I had two big personal takeaways from the Oklahoma Partnership for School Readiness Foundation‘s excellent conference on early childhood education Feb. 9 at the University of Central Oklahoma.

Although much of the discussion was beyond my level of expertise, I was thrilled to hear the presenters’ ideas for improving social work outcomes. The Kaiser Foundation’s Diane Horm, Michigan State’s Sacha Klein and Steve Sturm evaluated what is working in Oklahoma and Los Angeles. Second, Oklahoma State University’s Jennifer Hayes-Grudo’s and Georgetown University’s Deborah Phillips’ synthesis of research on cortisol levels helped me understand a dilemma that bedeviled school-improvement efforts at Centennial High School during the Great Recession.

Ticking time bombs

When our school dropped to the bottom of the state’s secondary schools, our kids got off the busses agitated, responding to one confrontation after another. Within an hour, our halls would be clear, and high-quality instruction was being conducted in many or most classes. It was the fault of neither our teachers nor our students that, about three hours into each day, the kids became overwhelmed.

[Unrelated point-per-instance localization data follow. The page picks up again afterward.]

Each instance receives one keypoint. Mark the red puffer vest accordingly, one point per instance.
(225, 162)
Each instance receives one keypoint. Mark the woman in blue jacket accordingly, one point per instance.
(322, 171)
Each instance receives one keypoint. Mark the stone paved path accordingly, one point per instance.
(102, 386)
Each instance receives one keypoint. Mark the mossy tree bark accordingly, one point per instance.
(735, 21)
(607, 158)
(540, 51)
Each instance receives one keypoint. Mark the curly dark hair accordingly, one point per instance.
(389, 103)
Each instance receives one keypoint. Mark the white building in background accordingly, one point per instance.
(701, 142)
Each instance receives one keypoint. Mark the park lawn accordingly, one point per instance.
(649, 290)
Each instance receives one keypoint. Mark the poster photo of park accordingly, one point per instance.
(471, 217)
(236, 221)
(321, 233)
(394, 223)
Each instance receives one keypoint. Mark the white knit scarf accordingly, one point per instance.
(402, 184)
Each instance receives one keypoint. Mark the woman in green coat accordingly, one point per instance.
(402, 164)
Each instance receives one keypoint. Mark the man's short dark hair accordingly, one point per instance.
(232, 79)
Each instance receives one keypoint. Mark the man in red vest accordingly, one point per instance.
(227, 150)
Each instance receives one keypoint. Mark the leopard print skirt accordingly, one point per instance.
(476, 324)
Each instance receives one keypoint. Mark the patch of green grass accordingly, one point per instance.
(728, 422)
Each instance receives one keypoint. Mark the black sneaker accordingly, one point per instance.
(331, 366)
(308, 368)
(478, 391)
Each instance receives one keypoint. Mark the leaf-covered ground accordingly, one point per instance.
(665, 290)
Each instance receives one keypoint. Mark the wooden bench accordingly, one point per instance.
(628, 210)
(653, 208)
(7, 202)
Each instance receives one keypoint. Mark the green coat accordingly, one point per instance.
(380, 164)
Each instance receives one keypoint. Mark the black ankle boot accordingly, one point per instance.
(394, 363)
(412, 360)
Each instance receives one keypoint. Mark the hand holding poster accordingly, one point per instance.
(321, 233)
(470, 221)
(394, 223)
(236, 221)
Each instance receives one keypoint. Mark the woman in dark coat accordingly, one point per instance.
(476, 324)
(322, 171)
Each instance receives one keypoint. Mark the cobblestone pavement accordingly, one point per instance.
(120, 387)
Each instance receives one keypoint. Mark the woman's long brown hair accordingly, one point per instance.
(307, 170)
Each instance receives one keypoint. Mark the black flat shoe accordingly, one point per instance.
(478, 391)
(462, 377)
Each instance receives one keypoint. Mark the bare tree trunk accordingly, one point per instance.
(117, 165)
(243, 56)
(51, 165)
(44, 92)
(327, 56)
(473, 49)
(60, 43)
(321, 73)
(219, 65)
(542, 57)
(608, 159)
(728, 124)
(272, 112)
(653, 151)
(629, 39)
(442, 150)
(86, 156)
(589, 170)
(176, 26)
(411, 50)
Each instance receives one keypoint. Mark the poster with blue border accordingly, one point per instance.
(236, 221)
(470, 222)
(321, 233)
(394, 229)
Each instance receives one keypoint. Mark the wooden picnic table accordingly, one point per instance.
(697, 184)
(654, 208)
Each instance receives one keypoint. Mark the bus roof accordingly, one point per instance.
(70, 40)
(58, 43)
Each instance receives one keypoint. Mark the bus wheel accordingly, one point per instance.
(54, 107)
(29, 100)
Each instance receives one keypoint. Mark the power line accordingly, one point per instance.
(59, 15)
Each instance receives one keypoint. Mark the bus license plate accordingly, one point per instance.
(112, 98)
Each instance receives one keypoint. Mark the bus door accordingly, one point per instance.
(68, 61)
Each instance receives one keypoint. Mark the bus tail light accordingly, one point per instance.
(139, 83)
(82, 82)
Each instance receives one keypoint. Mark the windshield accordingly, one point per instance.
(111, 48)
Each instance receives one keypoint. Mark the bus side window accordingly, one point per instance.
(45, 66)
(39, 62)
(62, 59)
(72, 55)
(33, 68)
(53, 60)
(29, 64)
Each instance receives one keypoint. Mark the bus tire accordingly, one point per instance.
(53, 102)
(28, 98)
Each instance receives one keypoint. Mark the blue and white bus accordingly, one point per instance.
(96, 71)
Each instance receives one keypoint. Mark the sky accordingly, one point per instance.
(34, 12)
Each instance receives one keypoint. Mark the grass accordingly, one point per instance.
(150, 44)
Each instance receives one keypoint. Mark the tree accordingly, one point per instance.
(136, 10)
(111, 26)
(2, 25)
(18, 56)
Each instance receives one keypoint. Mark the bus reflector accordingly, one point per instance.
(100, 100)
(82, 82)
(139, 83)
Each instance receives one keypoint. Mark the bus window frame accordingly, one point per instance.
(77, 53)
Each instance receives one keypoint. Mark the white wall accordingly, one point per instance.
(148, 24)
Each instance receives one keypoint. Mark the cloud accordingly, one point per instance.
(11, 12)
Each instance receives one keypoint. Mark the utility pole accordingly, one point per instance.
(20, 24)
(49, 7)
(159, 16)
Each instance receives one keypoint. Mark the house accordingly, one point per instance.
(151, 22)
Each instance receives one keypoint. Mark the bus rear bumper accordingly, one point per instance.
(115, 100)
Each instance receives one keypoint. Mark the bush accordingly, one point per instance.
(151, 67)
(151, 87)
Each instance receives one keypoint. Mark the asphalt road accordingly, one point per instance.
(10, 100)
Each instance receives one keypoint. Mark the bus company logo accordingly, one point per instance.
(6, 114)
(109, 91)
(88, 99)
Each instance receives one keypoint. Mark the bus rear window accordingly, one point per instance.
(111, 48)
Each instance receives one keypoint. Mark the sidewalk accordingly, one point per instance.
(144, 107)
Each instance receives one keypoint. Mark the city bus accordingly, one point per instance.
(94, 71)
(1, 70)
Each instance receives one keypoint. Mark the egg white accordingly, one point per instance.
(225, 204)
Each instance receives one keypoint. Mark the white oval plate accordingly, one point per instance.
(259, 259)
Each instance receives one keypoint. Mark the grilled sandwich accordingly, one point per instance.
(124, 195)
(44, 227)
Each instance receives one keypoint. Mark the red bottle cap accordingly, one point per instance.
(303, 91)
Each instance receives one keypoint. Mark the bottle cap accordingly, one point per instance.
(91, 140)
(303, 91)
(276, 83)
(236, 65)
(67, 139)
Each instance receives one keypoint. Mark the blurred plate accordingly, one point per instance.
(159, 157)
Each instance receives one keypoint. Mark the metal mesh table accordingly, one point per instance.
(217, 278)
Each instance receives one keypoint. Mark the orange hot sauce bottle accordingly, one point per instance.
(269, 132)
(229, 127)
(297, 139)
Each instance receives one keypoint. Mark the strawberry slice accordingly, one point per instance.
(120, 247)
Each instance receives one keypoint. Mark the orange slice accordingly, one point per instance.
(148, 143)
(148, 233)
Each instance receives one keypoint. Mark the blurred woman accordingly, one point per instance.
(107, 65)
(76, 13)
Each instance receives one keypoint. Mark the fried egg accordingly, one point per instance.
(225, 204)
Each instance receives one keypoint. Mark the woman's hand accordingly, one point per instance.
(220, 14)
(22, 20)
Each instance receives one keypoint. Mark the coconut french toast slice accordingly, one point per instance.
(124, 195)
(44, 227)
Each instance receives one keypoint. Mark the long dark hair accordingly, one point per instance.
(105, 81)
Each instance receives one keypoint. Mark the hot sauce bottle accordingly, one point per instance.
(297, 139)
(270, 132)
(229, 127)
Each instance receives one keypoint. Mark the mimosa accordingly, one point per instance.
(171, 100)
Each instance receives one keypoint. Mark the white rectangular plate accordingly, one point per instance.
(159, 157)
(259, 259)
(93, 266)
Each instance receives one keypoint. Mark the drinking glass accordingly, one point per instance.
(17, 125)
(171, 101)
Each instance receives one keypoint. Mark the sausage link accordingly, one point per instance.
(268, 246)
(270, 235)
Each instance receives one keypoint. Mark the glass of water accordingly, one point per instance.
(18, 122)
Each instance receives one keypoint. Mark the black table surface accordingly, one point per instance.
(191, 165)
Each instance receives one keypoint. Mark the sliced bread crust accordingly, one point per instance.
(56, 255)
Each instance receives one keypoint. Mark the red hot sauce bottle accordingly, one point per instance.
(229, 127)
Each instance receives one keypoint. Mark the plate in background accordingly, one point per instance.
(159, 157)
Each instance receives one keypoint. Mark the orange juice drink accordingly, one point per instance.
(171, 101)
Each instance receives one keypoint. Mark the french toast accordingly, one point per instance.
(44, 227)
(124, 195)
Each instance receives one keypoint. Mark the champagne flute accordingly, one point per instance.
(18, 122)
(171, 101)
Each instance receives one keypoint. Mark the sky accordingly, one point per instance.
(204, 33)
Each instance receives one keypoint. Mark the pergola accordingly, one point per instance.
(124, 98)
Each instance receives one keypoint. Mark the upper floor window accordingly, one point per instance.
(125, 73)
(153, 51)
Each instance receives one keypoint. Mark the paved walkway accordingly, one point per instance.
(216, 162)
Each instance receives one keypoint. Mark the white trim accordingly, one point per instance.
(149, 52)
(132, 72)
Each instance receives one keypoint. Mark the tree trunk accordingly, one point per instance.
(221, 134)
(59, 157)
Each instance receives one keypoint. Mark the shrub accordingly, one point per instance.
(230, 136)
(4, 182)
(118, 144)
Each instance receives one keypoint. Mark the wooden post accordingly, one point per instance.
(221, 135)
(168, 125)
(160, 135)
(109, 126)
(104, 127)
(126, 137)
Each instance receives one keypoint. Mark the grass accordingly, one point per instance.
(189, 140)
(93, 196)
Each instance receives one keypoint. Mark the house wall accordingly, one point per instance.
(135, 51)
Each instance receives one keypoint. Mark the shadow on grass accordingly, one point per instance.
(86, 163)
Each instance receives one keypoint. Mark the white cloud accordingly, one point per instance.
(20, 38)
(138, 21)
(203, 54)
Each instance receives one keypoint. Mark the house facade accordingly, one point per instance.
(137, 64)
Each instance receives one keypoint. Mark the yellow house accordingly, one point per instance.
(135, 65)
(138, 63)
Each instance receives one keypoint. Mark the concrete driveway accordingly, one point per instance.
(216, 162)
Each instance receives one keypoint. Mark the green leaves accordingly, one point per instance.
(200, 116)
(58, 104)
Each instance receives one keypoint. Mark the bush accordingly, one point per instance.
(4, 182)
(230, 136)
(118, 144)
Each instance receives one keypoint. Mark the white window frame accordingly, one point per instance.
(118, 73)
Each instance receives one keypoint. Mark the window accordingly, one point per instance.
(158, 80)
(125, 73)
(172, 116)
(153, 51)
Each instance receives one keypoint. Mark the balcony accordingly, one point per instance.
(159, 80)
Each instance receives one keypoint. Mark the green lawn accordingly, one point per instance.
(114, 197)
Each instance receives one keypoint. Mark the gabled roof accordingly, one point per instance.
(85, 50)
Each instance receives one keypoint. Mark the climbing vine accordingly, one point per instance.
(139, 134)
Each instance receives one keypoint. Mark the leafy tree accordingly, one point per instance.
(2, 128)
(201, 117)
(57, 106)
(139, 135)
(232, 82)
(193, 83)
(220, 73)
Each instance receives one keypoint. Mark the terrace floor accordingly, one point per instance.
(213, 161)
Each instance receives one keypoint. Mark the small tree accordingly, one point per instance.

By fourth period, unresolved disputes from previous days and nights would take priority, and there would be a surge of students cutting class to settle beefs with other students. Lunch then became the venue for more conflicts. If and when the more troubled students came to afternoon classes, often they would be visibly trembling, clearly preoccupied by he said-she said conflicts that spun out of control when they left the structure of the first few hours’ of classes.

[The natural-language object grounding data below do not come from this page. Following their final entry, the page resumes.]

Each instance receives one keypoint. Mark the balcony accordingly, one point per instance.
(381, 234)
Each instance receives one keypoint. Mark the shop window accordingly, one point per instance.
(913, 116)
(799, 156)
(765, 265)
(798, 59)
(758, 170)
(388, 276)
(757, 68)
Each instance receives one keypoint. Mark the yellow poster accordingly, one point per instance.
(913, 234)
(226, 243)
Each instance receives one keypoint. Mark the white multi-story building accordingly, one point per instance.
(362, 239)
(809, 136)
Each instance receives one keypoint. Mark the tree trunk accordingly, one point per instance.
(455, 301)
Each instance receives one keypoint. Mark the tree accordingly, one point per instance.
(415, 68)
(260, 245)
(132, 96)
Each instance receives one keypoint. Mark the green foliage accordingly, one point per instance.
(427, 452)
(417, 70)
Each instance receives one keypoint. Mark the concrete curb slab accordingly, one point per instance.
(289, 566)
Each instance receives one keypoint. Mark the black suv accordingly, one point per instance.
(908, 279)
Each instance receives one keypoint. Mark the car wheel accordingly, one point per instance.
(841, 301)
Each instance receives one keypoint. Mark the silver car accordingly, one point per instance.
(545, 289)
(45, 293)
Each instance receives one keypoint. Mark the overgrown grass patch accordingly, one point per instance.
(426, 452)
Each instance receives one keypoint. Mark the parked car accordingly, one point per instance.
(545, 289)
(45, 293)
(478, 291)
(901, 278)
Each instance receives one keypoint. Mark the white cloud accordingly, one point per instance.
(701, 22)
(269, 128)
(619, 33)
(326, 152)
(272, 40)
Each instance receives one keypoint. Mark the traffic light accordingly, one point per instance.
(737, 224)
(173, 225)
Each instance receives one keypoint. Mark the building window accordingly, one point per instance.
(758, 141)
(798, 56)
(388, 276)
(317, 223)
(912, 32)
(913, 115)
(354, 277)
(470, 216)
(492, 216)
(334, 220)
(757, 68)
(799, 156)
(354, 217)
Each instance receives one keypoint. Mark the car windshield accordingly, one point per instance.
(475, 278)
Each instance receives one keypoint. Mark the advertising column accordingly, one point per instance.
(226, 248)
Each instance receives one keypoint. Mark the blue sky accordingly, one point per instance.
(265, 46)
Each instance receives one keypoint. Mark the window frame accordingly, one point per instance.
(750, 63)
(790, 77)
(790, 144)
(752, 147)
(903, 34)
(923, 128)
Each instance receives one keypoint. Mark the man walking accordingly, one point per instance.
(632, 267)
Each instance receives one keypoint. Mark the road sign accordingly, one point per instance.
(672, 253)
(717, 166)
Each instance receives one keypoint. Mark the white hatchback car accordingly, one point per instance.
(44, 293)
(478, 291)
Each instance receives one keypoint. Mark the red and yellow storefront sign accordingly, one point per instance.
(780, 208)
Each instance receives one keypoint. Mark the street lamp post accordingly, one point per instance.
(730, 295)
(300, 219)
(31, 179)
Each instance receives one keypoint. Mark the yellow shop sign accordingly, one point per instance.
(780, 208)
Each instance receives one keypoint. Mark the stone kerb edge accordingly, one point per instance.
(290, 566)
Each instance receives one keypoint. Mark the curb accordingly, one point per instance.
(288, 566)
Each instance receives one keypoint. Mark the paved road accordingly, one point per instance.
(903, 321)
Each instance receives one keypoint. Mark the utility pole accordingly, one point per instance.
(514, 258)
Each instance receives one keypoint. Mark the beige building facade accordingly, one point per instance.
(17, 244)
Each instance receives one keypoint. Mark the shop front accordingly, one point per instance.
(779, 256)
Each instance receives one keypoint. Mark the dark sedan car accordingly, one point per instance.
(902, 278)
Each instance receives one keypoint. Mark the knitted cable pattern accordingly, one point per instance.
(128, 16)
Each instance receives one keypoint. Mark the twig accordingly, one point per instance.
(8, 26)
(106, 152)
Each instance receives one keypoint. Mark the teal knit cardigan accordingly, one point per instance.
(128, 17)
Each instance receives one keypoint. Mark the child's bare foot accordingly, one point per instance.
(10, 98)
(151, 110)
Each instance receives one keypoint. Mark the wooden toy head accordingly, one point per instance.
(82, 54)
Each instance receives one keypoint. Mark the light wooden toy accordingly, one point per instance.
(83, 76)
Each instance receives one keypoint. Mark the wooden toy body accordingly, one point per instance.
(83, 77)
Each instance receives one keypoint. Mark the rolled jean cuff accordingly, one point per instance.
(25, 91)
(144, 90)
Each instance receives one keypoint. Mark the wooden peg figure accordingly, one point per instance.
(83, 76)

Traumatized kids retain more cortisol longer

Grudo and Phillips explained that dynamic for me. Cortisol is the stress hormone associated with the human fight-or-flight response. Cortisol levels are naturally high in the morning, but they typically decline through the day.

In children who have endured multiple traumas, however, cortisol levels remain higher longer. Because we adults lacked the capacity to intervene or ensure a safe and orderly environment at Centennial, it was like our students were hearing fire alarms going off throughout the day, and our school would be repeatedly overwhelmed by stress-induced conflicts.